Battersea Park. July 29th. 1985
A gig to celebrate the 150th Anniversary of the Tolpuddle Martyrs. Can you imagine that happening now?! Another day of music. Free in a London Park!
Wandered off to see Jimmy Page playing on a small stage with Roy Harper. THE Jimmy Page. THE Roy Harper. Roy had sung “Have a Cigar” for Pink Floyd. Led Zeppelin wrote “Hats Off To Roy” about him. The songs were OK but I didn’t quite get it. Usual feeling of “big brother music”. Now, though, I think albums like “Stormcock” are amazing. Sigh, youth. Roy looked a bit untogether on stage. I’d seen them recently interviewed on the Old Grey Whistle Test, halfway up a mountain in Wales. Roy was a bit shot in those days and they came over as very defensive. Was he mad? I’ve got video of Roy playing Stonehenge Festival that same year, which says a lot about him. No rock star he, living in a rock star pad.
John Sebastian. He was at Woodstock and his whole act and performance was the same, pretty much. He’s ripped to the tits in Woodstock but if you see footage from other festivals of the time he acts the same way. All tie-die and goofy. “ Do You Believe in Magic?” and “Daydream”. I didn’t mind but it seemed, well, a bit sad. What do you do after something like Woodstock? Still, you didn’t see Woodstock legends every day of the week and at least we knew the words!
Christy Moore was amazing. He was the Guv’nor of folk in the 80s. Big powerful voice, beautiful guitar playing. He did one song about all the young Irish men who’ve come to London over the decades for gold and end up drinking on the streets of Camden and can’t go home to Ireland. Lost souls. I saw the London Irish in a different light after that song. Proper folk music.
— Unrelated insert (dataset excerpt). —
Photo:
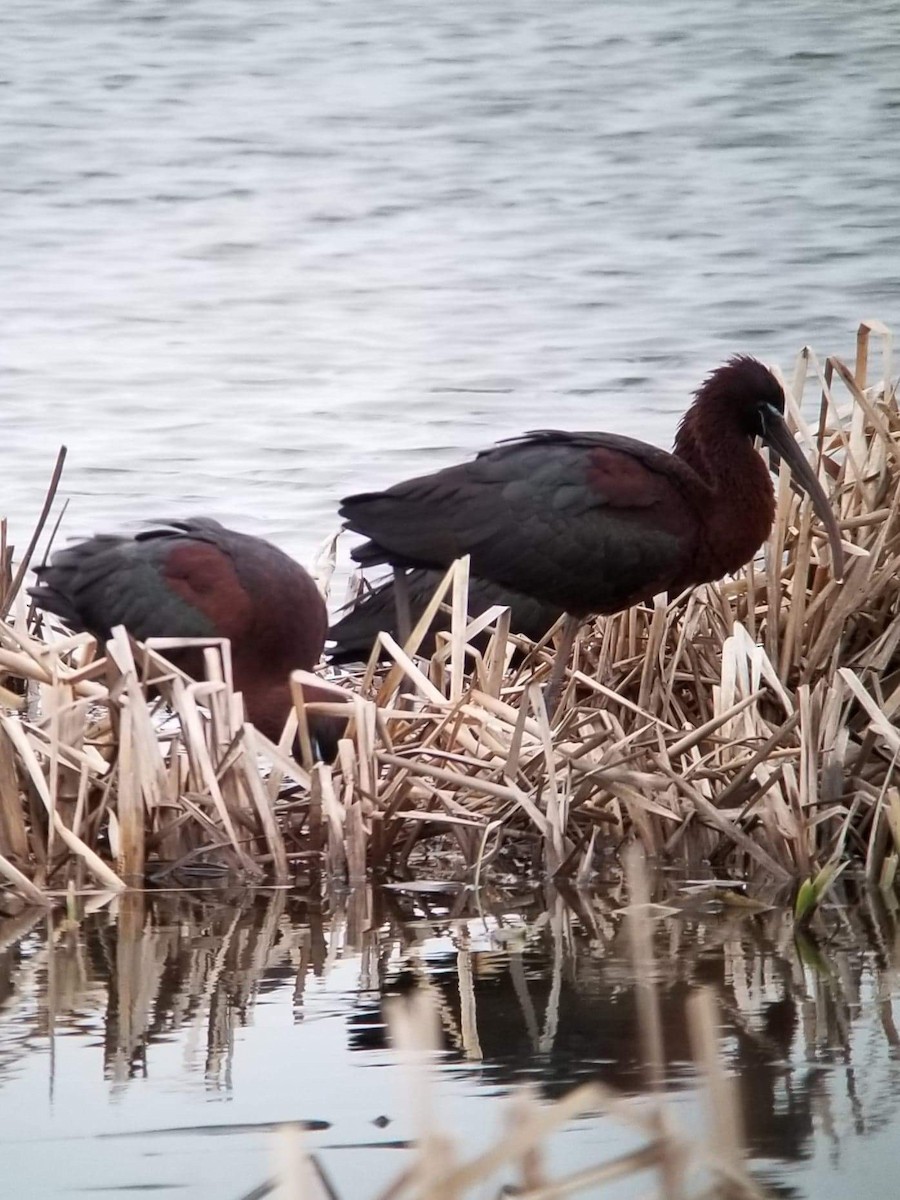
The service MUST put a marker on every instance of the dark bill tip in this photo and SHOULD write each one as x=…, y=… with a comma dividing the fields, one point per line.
x=779, y=438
Paul Butterfield Blues band were sixties Rock Legends. Like an American John Mayall’s Blues Breakers. The hub of serious white blues. His guitar was dirty and loud. It had a presence that the British pub rock I’d heard didn’t have. Maybe it was Civil Rights or the Draft and Vietnam or the assassinations of King and the Kennedys, but American Sixties guitar was an altogether angrier beast. The Stooges and MC5 couldn’t have come from Chipping Sodbury.
Alan Price did the one about Simon’s amazing, dancing bear. He was in the Animals and gets all the royalties from their biggest hit, “House of The Rising Sun”, much to his bandmates’ chagrin.
A nice day out. Once the GLC was scrapped these gigs stopped.